Since there will be a lot of work involved in an area that is not well understood, it will be important to forestall any major catastrophes early. You are required to submit a paper/project proposal, which will be critiqued and returned within a week. It should address the following checklist:

  • The phenomena or program to be investigated.
  • A description of the limits you have placed on the investigation. This is most important for programs, but even papers can get out of hand. In past experience, most initial project proposals are approximately ten times too ambitious.
  • At least two major references: either textbooks, journal articles, or (possibly) computer code. This must be a part of the proposal: start now!
  • A two-page sketch of the anticipated results. For a paper, this would be usually be what sort of personal synthesis you hope to be able to get out of it. For a program, this would be program performance. You are not held to this as a promise, but it will help you decide among topics.
  • Any special help that may be required, such as exotic references or equipment. If such help is necessary but unattainable, the proposal will have to be denied.

Sample Topics

The following are intended only as suggestions to get you started. If you are interested in something that deals with visual (input) interfaces, please feel free to suggest it in the proposal, and something will be worked out.

For a Paper

The following domains appear to be ripe with multiple topics, with varying degrees of development and commercialization.

  • The medical domain is a rich area for visually significant human data. Blood cells, cancer cells, chromosomes, iris patterns, retinal patterns, thumb or fingerprints, palm prints, lip prints, faces, and gross body structure have all been considered and/or commercialized in systems that provide identity and/or health information via visual means.
  • There are many security and surveillance systems being developed, which include room, parking lot, freeway, and prison monitoring, sometimes using mobile robot platforms.
  • The sports world reportedly has systems to help analyze performance such as more effective use of the baseball bat, golf club, vault pole, etc. Several systems for virtual sports based on visual analysis of the athlete also exist.
  • The art world has some automated interaction systems for "performance" art.
  • Some initial attempts on coordinating facial analysis with speech understanding, and even of the reading of "mental state" (emotions, etc.), have been demonstrated.

For a Project

The following simple systems should be possible.

  • An automatic screensaver or login/logout control, based on detecting the presence of a user at the key board, even if only one-way: user goes away to turn screensaver on or logout, or user appears to turn screen saver off or login, or both. Possibly, the detection of head direction might also be a trigger: user looks away, etc.
  • A simple gestural password system: a gross pose or motion of the user serves as the password, which, like baseball signals, might be embedded in decoy gestures.
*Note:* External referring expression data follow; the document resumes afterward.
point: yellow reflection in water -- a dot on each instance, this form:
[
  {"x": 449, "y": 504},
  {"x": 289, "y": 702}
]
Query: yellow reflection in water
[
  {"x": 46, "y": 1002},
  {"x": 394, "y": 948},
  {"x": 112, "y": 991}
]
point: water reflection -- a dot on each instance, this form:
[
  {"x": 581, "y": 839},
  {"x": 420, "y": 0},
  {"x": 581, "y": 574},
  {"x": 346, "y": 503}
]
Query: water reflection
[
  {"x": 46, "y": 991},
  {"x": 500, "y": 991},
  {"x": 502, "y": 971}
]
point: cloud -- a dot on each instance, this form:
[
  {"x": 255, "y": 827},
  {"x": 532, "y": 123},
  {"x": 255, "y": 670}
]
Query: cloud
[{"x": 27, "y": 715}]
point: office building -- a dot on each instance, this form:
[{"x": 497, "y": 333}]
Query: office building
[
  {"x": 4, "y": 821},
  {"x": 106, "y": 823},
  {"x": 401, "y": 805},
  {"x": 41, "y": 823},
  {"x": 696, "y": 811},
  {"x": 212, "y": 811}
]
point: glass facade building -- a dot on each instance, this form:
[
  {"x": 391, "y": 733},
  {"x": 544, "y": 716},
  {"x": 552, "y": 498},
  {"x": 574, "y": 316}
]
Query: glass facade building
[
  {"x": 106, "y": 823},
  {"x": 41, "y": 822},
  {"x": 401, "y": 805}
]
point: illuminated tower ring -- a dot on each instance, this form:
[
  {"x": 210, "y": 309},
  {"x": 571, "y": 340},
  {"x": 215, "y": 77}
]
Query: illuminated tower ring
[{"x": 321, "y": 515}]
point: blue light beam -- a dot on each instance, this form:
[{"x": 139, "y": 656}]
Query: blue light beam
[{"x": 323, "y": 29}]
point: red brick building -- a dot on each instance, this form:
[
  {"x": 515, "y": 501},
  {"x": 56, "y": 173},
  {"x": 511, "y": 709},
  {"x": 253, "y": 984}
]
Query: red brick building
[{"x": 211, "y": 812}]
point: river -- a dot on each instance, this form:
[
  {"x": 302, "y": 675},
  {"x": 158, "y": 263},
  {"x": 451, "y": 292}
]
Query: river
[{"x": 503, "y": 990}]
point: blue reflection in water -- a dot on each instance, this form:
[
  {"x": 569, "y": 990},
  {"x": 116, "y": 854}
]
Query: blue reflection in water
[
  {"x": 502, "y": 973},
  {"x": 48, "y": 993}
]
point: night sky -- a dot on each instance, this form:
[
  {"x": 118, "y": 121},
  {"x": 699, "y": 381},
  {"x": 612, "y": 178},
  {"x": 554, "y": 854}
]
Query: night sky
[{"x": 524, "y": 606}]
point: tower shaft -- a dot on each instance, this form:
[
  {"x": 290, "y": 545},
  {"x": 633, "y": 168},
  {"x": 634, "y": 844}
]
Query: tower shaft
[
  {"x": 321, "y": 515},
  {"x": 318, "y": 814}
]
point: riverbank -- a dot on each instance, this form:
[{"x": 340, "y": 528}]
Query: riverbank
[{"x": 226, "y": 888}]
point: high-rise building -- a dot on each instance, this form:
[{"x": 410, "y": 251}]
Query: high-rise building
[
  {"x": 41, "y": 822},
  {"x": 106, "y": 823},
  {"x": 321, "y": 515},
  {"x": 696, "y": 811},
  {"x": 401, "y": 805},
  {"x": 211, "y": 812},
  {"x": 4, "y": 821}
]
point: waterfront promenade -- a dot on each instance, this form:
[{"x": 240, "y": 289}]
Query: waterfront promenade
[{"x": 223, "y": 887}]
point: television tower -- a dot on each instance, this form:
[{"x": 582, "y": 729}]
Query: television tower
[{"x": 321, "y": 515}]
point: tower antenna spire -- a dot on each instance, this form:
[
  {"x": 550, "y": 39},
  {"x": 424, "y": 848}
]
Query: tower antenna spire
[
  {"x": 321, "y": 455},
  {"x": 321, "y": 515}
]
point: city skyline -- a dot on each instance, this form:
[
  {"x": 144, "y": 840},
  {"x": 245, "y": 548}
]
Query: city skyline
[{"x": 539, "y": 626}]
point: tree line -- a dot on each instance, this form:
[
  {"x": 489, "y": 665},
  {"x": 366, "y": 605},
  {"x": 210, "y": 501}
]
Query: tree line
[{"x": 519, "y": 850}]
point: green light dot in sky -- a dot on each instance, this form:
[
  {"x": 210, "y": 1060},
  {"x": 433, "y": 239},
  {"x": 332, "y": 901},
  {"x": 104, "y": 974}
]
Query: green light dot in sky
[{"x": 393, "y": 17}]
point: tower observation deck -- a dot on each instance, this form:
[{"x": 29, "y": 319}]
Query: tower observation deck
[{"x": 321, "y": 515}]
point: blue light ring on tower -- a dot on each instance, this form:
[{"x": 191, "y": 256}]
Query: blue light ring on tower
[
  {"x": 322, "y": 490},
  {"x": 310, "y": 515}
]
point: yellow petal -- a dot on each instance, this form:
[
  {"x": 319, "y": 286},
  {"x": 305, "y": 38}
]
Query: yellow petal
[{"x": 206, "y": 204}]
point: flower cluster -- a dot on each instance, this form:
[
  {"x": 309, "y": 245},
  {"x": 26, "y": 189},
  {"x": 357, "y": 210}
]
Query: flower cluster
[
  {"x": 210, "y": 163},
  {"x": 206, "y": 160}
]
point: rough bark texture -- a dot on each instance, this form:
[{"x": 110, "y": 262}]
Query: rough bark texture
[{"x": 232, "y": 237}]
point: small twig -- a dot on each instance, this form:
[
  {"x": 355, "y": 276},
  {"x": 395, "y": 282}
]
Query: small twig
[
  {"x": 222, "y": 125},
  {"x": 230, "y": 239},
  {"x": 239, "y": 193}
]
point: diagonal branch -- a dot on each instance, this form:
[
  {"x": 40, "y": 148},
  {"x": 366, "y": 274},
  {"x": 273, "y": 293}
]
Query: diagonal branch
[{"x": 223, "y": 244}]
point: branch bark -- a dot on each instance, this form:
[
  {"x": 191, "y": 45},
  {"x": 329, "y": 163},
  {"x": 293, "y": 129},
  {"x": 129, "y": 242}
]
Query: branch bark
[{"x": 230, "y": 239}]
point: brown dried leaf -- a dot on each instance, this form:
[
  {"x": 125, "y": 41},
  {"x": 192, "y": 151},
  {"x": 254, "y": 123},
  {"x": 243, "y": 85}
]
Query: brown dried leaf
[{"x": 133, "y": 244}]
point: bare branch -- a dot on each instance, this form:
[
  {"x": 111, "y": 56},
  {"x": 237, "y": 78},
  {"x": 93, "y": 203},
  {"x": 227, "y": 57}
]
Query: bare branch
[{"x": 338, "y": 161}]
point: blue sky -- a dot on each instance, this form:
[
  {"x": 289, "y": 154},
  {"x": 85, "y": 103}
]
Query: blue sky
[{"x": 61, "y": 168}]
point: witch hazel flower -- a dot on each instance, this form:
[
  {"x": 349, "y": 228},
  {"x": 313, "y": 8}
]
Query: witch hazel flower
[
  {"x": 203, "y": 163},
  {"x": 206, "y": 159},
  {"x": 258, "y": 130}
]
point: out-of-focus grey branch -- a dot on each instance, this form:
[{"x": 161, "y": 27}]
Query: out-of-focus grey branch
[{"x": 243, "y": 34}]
Or, the "password" could be used to trigger some favorite application, or terminate it (a visual "here comes the boss!" switch, for example).
  • A simple activity sensor ("lots" of change over "short" intervals of time) could be used to do things like control the volume of music from the system, and which fades away as the activity calms down.
  • The gross sizing of a window keyed to the perspective effect of a looming hand: hand nearer makes window bigger, and vice versa.

All of these require some operating system hacking, but not very much sophisticated visual processing.

If you are considering camera input, you should consider the cameras and interfaces available in the CLIC lab. There are also some low cost cameras available for purchase on teh net: try starting at www.connectix.com for some ideas, or investigate the code behind CUSeeMe.